Bilbo's Tale Of Woe

By Jack Morrison

In the mid seventies I found myself at Supply Center Brooklyn. Now one would expect to find a large number of Storekeepers at a Supply Center, which there were, but there were more Electronic Technicians than storekeepers.

One bright sunny day in the summer of 76, SNET Bilbo (not his real name) reported aboard from isolated duty. As I reviewed his personnel record I saw nothing unusual in it, he had graduated in the upper third of his Basic ET school class, had completed the ET3 institute course and had average marks from his last unit, but why was he still SNET after 3 years? Generally in those days an ET with his time in was ET2 or on the list for ET2, not an SNET.

Speaking with Bilbo I learned very little I didn’t already know except the fact he was in love with a young lady from upstate New York. I gave him the usual welcome aboard talk and assigned him to the Overhaul Shop.

Time passed and summer turned into fall. One day the chief from Overhaul comes into my office and says, “We have a problem with Bilbo.” This grabbed my attention immediately, I had never heard him make that statement about anyone before He went on to relate that unless an alert eye was kept on Bilbo he would disappear and be found on a telephone somewhere. When he could not find an open phone in the work areas he would go into other areas looking for one, this caused considerable problems with those areas. Paul had already spoken to him on more than one occasion, being a former marine, he was very good at that; he had also assigned extra instruction, none of which had an effect, now it was my turn. I had Bilbo paged into the office, where I asked him what was his problem, his response was he was lonely and just had to talk with his girl friend. I read him the riot act about phone usage on duty and directed him to talk to his girl friend after work hours and from his own phone.
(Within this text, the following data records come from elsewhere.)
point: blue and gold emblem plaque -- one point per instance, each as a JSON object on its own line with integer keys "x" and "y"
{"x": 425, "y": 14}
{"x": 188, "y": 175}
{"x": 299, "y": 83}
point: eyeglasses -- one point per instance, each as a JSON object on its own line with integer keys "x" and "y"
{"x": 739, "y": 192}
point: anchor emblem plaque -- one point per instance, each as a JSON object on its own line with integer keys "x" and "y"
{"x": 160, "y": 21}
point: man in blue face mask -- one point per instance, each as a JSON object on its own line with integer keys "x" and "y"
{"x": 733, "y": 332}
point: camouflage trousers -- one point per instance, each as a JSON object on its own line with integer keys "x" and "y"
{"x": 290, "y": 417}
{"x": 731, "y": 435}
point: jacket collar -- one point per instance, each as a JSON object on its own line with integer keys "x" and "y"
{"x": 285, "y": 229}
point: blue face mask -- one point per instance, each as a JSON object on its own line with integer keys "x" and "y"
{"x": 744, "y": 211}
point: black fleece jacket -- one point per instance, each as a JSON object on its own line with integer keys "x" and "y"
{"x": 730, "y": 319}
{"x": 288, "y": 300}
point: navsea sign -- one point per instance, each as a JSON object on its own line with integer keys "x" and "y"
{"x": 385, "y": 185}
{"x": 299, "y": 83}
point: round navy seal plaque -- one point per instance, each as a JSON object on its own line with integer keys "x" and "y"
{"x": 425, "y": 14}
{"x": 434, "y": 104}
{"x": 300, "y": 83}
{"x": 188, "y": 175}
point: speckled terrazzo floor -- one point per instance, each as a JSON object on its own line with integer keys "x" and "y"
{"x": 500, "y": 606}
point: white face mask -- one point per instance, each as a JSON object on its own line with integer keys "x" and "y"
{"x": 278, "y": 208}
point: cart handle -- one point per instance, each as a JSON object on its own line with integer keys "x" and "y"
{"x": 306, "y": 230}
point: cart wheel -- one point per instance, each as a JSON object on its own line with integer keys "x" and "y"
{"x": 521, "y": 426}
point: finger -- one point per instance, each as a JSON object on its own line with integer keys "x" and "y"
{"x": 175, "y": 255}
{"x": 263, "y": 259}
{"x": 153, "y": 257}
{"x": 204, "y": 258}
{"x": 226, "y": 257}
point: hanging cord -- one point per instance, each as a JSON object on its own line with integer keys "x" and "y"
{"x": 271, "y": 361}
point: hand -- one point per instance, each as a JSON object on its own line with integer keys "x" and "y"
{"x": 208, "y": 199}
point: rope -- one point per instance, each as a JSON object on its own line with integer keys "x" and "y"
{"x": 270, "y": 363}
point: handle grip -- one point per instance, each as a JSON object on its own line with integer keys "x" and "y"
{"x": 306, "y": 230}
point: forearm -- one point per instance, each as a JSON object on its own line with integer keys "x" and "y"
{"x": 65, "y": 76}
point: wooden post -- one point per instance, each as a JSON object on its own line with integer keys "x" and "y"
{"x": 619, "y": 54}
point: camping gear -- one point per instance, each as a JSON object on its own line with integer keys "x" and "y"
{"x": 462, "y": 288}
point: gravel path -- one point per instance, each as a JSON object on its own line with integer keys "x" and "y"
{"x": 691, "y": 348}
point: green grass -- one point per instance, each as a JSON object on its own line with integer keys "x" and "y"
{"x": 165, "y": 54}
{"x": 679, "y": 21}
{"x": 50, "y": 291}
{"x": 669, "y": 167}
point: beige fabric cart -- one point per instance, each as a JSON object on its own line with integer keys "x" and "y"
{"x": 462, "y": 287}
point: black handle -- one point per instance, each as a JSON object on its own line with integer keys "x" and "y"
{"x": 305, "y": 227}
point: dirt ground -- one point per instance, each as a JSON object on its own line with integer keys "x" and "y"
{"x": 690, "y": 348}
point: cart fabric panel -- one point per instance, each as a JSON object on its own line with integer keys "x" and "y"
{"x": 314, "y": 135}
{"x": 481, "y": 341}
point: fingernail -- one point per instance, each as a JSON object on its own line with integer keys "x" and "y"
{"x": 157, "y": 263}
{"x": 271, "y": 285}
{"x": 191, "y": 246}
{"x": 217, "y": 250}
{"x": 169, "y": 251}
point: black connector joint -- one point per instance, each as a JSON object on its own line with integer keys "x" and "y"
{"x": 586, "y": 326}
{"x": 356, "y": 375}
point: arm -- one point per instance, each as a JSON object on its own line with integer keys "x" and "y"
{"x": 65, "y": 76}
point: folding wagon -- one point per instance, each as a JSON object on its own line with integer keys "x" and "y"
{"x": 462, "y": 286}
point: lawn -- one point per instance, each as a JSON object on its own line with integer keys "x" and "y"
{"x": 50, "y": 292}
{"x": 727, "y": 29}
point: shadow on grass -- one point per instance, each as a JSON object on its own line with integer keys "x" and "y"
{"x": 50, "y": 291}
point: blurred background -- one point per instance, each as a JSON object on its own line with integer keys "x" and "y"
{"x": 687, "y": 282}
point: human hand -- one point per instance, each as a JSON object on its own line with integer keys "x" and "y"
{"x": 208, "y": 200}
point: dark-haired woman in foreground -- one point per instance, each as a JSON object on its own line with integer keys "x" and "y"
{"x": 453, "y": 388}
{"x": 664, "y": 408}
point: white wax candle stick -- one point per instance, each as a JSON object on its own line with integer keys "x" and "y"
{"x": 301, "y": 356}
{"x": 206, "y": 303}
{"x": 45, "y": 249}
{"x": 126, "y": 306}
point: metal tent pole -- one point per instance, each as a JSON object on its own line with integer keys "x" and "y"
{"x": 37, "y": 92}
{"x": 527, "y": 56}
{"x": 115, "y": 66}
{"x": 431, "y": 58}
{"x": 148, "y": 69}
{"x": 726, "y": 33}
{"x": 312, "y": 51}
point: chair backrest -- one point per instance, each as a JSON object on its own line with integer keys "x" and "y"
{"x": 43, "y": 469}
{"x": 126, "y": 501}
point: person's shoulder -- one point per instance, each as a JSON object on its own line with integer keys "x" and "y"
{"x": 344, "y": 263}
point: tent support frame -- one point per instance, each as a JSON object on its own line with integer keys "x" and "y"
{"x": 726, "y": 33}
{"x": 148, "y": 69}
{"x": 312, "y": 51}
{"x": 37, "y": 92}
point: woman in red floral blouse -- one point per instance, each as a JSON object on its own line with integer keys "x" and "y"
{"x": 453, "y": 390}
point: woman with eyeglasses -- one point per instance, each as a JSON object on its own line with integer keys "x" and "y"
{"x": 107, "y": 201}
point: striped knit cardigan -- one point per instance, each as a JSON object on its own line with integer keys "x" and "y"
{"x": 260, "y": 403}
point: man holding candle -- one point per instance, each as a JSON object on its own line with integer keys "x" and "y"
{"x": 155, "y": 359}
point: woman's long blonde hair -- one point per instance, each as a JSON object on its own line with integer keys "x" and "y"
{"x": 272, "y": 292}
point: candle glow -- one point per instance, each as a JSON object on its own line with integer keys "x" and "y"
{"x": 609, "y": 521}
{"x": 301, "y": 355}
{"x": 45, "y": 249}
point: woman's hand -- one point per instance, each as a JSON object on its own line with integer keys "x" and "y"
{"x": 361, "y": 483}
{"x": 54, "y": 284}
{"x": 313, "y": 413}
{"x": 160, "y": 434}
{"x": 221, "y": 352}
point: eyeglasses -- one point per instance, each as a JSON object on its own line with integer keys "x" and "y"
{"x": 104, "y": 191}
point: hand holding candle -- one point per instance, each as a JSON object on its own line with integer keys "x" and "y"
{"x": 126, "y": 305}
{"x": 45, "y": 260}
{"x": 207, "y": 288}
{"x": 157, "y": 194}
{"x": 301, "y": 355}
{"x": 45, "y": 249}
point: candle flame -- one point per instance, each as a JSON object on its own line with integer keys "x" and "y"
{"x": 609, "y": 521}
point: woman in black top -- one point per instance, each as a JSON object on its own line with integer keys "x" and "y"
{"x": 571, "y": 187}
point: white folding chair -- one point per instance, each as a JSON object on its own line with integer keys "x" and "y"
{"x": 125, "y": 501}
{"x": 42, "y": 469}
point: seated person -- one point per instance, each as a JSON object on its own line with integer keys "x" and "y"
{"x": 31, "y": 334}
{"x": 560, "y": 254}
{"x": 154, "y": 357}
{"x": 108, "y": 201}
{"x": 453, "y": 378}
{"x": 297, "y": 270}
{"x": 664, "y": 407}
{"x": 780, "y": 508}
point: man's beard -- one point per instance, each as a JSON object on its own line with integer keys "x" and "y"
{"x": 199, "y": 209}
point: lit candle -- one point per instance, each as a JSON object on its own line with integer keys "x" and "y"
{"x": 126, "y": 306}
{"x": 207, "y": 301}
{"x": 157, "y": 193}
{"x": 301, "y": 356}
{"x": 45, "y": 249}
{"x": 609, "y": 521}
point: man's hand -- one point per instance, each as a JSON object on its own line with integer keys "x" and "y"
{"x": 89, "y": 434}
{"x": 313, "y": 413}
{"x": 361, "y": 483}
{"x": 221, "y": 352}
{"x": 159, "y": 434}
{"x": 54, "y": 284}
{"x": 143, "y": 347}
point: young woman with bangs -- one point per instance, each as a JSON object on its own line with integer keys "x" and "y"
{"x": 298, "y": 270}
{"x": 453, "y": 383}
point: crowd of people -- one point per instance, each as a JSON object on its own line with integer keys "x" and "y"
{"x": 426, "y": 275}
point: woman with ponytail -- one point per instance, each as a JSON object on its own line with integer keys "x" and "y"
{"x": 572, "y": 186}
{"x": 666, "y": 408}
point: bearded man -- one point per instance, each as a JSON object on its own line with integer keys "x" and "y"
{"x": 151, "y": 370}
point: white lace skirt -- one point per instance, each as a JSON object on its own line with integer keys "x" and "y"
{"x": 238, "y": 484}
The next day I find a booking chit on my desk, Bilbo had left his area and had finally been located in building 1 of the complex we were in on the phone. When brought before the Captain his only excuse “I needed to talk with my girl”, the skipper a former enlisted man himself barely cracked a smile as he awarded Bilbo loss of $100.00 pay for three months, a suspended bust to SAET and suggestion he find a new way to communicate with his girl friend, case closed.

The following Monday that is missing at quarters but Bilbo, we couldn’t locate him anywhere. About 10 days later he returns, is charged with AWOL, given his paycheck and told to report up to Overhaul. Apparently the absence had affected his sense of direction as it took three weeks to go from building 1 to building 2, when he came in for his back paychecks he again was booked. This time he was sent over to Support Center New York on Governors Island pending his mast. When the investigating officer went to interview him the next day, he couldn’t be located.

Needless to say the skipper was not happy, the word was passed when Bilbo returned he would be taken to mast immediately. Several weeks later Bilbo came back for his paychecks, he was escorted into an office by two Gunners Mates who stood watch on him as the necessary paperwork was prepared for the mast. Several hours later, Bilbo now an SA, was taken over to the island to serve 30 days restriction.

The next day when the YNC went over to the island to see Bilbo, guess who couldn’t be found. When he returned this time (about three weeks later) he was awarded brig time at the Philadelphia Navy Yard. All the required paperwork and medical checks were accomplished within three hours and by 1600 he was down in the brig to serve 90 days, after which he was to be discharged.

I’d like to say that the story ends here but it doesn’t; it was decided that he had to undergo physiatrist review before discharge. We had a requirement to visit confined members weekly to check on their welfare; I was scheduled for the next visit. That day, myself and the duty driver went down to Philadelphia where I took custody of Bilbo, returning with him to the Public Health Hospital on Staten Island for his review. Needless to say he was handcuffed the entire time, this did not make him happy. All the way back to New York he expressed his dislike of the brig and the Marine guards and the fact that he wasn’t going back to the brig. After his appointment the Doctor took me aside and warned me that Bilbo would possibly get physical once he realized he was returning to the brig.

Needless to say we sort of misled Bilbo as to his final destination, this worked until we got to the Interstate and went South. When he realized he was going back to the brig he got violent and made an attempt to get into the front seat, the seat belt however held him back and he sat back in the seat. At the sally port in the brig he refused to get out of the car, his refusal came to an end when a Marine brig guard walked over, asked if I was having a problem and leaned into the car and told him to get out, I never saw a man move so fast.

When his brig time was over the skipper took no chances, the paperwork for his discharge was all done and approved and he was processed out from the brig.